For much of this second period, the UK growth rate has been higher than that of our European partners. They have stagnated; we have discovered a fresh dynamism. Of course there have been other factors in that turnaround, including the supply side reforms of the 1980s. But the main conclusion I draw is that, within fairly wide limits, it is not so much the level of taxation which influences economic performance as the expectation people have of what the tax burden will be--in other words, the expected trend of taxes. If they expect the burden to go up, their efforts will slacken; if they expect it to go down their efforts will quicken.

That is very relevant to the present situation. Between 1981 and 1997 the tax burden fell from 39 per cent. to 36 per cent. of GDP. Since 1997 it has started to creep up again as a result of what we call stealth taxes--excise duties, tobacco tax escalators, windfall taxes, reductions of allowances, and so on. It is projected to go up to 37 per cent. by the year 2001--a very small amount, I concede, but one which could have large effects if that is expected to set a trend of rising taxation.

That is the first point to which I wish to draw attention. It is not just the level of taxes which determines economic performance, but the expectation of whether taxes will go up or down.
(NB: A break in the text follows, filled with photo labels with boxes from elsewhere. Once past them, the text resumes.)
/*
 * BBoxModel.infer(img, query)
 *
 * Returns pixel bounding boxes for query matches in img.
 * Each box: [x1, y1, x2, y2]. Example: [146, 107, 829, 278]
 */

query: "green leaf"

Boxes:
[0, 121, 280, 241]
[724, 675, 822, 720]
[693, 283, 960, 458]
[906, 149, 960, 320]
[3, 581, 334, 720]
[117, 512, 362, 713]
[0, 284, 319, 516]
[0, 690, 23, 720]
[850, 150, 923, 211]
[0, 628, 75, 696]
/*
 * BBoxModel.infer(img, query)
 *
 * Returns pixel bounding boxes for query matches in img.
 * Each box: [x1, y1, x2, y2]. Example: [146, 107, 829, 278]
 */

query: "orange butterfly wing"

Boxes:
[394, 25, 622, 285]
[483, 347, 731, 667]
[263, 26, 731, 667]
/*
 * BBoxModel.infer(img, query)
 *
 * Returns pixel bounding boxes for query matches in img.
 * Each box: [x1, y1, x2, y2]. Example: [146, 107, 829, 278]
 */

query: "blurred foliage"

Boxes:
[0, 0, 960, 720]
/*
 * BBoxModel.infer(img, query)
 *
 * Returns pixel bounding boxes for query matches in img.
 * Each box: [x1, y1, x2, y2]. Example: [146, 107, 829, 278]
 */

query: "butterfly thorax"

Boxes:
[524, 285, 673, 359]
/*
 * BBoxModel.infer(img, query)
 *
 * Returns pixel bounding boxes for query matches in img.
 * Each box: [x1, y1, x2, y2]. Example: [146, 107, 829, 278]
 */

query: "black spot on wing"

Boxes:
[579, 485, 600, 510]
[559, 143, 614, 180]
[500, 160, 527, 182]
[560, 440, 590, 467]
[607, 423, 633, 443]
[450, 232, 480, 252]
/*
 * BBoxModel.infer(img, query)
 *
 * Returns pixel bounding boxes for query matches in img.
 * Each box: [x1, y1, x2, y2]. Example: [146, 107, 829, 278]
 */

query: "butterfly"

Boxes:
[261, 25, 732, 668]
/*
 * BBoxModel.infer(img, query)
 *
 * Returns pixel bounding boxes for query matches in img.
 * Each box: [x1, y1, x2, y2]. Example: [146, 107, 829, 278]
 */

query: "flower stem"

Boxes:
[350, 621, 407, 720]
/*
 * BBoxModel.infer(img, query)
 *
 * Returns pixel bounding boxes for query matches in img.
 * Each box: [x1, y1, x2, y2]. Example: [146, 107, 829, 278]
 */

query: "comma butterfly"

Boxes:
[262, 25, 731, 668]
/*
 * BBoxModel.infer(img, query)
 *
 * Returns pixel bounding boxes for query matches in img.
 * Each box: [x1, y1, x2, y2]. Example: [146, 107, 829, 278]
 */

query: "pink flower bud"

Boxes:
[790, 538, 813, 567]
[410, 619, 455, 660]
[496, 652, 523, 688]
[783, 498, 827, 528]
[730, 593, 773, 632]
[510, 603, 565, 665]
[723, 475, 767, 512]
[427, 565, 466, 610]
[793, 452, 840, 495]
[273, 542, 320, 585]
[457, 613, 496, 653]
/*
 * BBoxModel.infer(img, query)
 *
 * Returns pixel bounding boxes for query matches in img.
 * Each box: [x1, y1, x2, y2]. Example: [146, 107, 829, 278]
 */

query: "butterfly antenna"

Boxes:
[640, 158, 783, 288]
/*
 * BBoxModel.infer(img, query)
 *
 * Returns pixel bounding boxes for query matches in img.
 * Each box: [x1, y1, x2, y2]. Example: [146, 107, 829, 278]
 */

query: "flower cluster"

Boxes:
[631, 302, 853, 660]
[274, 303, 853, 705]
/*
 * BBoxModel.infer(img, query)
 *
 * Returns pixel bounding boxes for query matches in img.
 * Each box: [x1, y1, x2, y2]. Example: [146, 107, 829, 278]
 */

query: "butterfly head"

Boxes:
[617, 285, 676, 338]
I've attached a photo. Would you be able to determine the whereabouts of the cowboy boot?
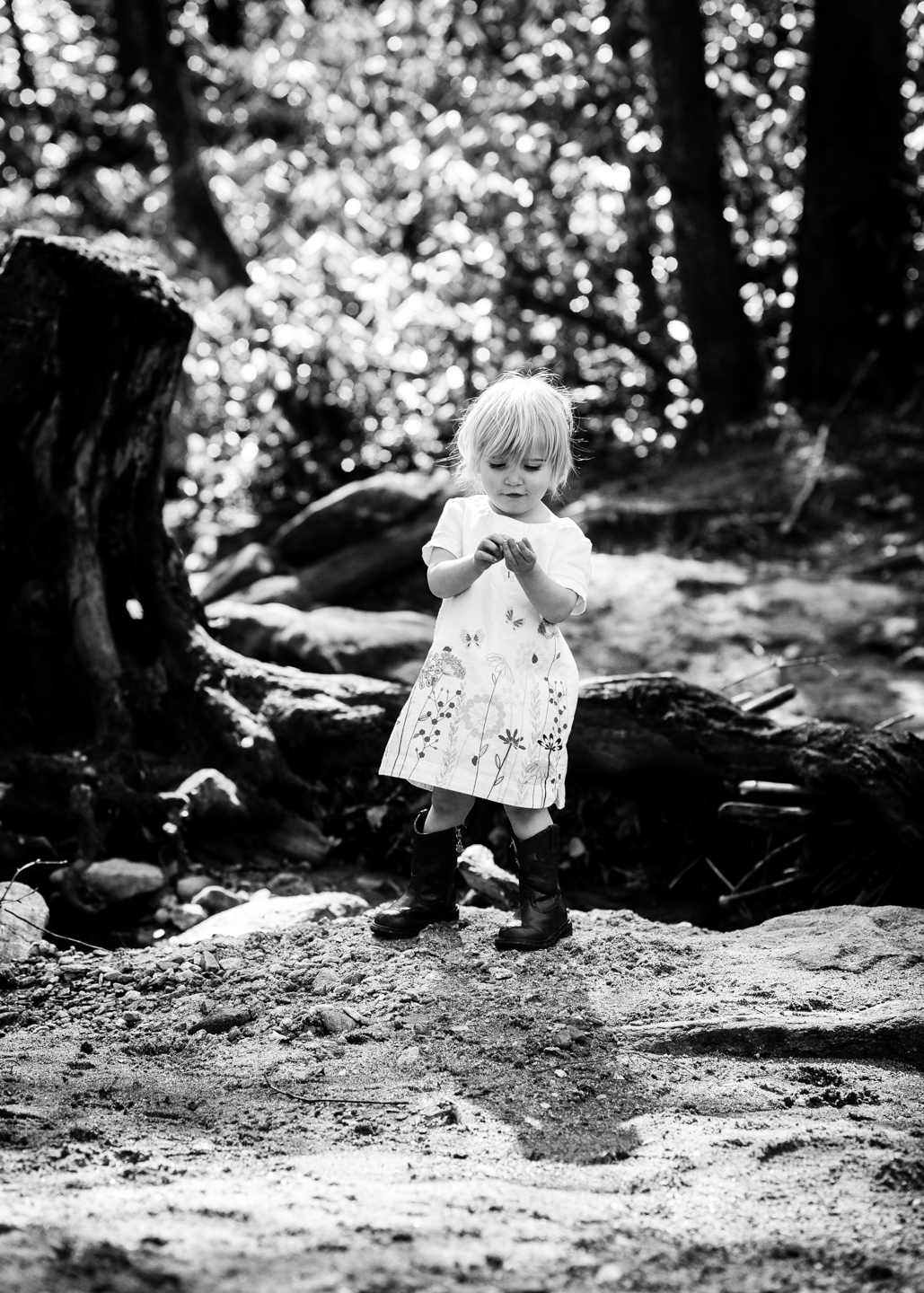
[372,809,459,938]
[494,826,573,952]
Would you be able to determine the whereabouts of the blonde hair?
[451,373,574,494]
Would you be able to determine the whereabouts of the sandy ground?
[0,908,924,1293]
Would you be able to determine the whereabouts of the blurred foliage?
[0,0,924,567]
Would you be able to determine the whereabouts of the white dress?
[379,494,591,808]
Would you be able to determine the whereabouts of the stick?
[703,858,734,902]
[872,710,918,732]
[718,655,840,691]
[732,835,805,893]
[779,347,879,534]
[718,875,803,906]
[264,1073,411,1104]
[739,682,796,714]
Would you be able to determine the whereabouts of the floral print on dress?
[380,497,589,808]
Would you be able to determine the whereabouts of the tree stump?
[0,233,404,879]
[0,233,924,936]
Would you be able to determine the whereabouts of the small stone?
[268,872,315,897]
[0,882,48,964]
[171,902,208,931]
[318,1006,356,1035]
[192,884,247,916]
[312,970,339,997]
[177,875,216,902]
[173,768,244,821]
[83,858,164,902]
[173,893,368,944]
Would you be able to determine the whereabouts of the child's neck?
[485,496,554,525]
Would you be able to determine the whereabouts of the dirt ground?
[0,908,924,1293]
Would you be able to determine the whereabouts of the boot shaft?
[411,808,459,902]
[513,823,561,897]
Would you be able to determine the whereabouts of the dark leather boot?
[372,809,459,938]
[494,826,574,952]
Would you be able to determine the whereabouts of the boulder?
[176,875,215,902]
[0,881,48,964]
[459,844,520,910]
[190,884,247,916]
[190,543,279,605]
[171,893,368,944]
[170,768,244,821]
[82,858,165,904]
[207,602,436,682]
[273,471,451,565]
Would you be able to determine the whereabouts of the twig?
[703,858,734,902]
[732,835,805,893]
[718,875,803,906]
[872,710,918,732]
[779,347,879,534]
[667,853,703,888]
[718,655,840,691]
[264,1073,411,1104]
[0,899,105,952]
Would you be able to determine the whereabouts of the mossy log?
[0,234,924,900]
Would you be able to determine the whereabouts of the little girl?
[374,374,591,950]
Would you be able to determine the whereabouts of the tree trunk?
[645,0,762,428]
[0,233,392,860]
[114,0,250,291]
[0,233,924,930]
[787,0,911,403]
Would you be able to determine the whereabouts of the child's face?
[478,456,552,517]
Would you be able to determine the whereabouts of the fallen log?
[225,506,442,611]
[568,673,924,858]
[270,471,453,565]
[207,600,436,682]
[0,233,924,941]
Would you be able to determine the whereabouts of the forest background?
[0,0,924,571]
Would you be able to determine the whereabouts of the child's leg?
[504,805,552,840]
[424,787,474,835]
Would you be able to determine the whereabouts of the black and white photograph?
[0,0,924,1293]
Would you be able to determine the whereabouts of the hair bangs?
[453,373,574,494]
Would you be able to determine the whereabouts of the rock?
[170,902,208,929]
[189,1007,256,1034]
[208,602,436,682]
[273,471,453,565]
[459,844,520,910]
[83,858,165,902]
[176,875,215,902]
[264,814,333,862]
[318,1006,356,1035]
[568,552,924,726]
[194,543,279,605]
[172,768,244,821]
[621,1007,924,1068]
[172,893,368,944]
[312,969,339,997]
[266,872,314,897]
[0,881,48,964]
[734,906,924,973]
[195,884,247,916]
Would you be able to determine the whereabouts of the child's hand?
[504,539,536,574]
[471,534,509,574]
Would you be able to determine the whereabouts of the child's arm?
[504,539,577,625]
[427,534,509,597]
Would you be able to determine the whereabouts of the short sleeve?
[547,523,591,615]
[421,497,462,565]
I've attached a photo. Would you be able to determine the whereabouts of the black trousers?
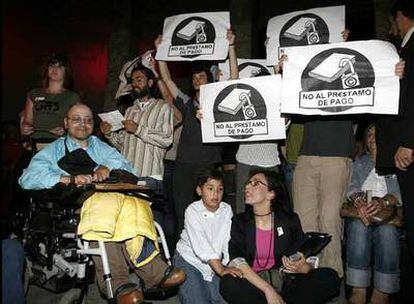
[220,268,340,304]
[397,164,414,261]
[173,161,215,235]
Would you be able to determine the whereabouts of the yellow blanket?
[77,192,159,267]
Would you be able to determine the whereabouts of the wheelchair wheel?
[59,288,86,304]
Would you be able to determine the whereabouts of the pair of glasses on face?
[68,117,93,125]
[244,179,269,188]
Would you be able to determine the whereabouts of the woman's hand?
[354,201,371,226]
[154,35,162,50]
[394,59,405,79]
[148,56,159,77]
[49,127,65,136]
[273,54,288,74]
[218,267,243,278]
[264,287,286,304]
[227,29,236,45]
[122,119,138,133]
[21,122,34,135]
[196,108,203,120]
[341,29,349,41]
[282,252,313,274]
[99,121,112,135]
[92,166,111,182]
[75,174,93,185]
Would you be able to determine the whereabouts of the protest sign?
[155,12,230,61]
[200,75,286,143]
[266,5,345,66]
[281,40,399,115]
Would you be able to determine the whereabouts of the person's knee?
[220,274,237,302]
[314,268,341,296]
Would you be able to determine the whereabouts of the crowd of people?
[2,0,414,304]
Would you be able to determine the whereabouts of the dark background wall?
[1,0,375,121]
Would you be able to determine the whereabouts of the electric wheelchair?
[23,180,176,304]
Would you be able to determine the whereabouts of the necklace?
[255,212,274,269]
[254,211,273,216]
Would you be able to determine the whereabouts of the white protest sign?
[282,40,399,115]
[155,12,230,61]
[115,50,155,99]
[219,58,274,81]
[200,75,286,143]
[266,5,345,66]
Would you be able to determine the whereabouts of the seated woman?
[220,170,339,304]
[341,125,402,304]
[174,169,241,304]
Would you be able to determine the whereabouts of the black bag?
[258,268,285,292]
[296,232,332,258]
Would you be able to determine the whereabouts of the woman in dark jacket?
[221,170,339,304]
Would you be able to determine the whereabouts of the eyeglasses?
[68,117,93,125]
[244,179,269,188]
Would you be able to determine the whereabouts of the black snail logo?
[171,17,216,58]
[213,83,267,139]
[300,48,375,112]
[279,13,329,47]
[238,62,270,77]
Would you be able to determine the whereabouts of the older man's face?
[65,105,93,140]
[131,70,152,98]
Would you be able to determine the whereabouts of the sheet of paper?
[309,53,355,82]
[98,110,125,131]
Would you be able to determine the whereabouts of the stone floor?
[26,284,180,304]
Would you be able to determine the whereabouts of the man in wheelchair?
[19,103,185,303]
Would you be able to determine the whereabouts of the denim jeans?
[346,219,400,294]
[1,239,26,304]
[174,252,226,304]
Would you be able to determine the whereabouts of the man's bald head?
[65,103,93,144]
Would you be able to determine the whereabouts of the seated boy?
[174,170,241,304]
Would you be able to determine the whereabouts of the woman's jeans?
[174,252,226,304]
[346,218,400,294]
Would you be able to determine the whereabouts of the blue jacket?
[19,136,136,190]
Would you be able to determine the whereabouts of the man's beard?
[132,86,149,99]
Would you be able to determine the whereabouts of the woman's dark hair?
[391,0,414,20]
[197,168,224,187]
[248,169,293,213]
[190,64,214,98]
[41,53,73,90]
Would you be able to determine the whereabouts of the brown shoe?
[115,283,144,304]
[159,267,185,288]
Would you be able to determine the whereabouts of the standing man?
[155,30,237,234]
[100,66,173,190]
[376,0,414,265]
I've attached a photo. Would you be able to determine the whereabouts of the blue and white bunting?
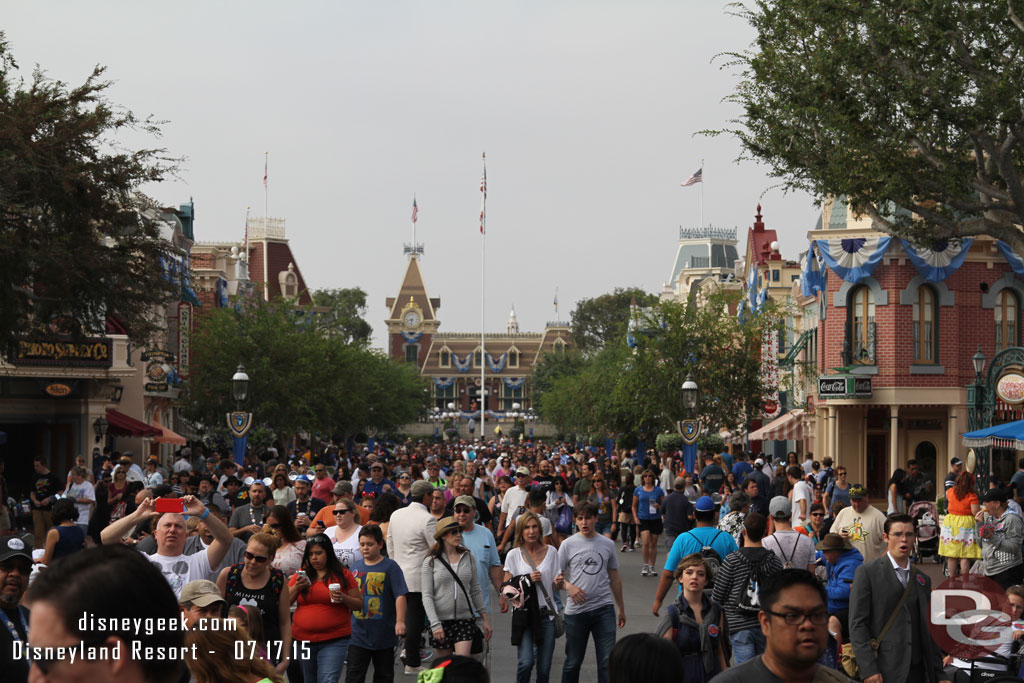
[815,236,892,284]
[900,238,974,283]
[452,353,473,375]
[995,240,1024,278]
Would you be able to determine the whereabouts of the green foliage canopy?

My second point is the close connection between the level of taxation and fiscal rules. The reason is that a budget which is balanced to any large extent by borrowing leads to debt accumulation which has to be financed by higher taxes. If one has no budget rules but simply allows borrowing to plug any shortfall of normal taxes, one gets into an unsustainable debt situation which means one then has to raise taxes. So there is a quite close connection between the level and trend of taxation and budget rules. A balanced budget in the normal sense was achieved only once in our country between 1945 and 1988--from 1968-70 when the noble Lord, Lord Jenkins of Hillhead, was Chancellor. I am glad to pay tribute to him for that achievement.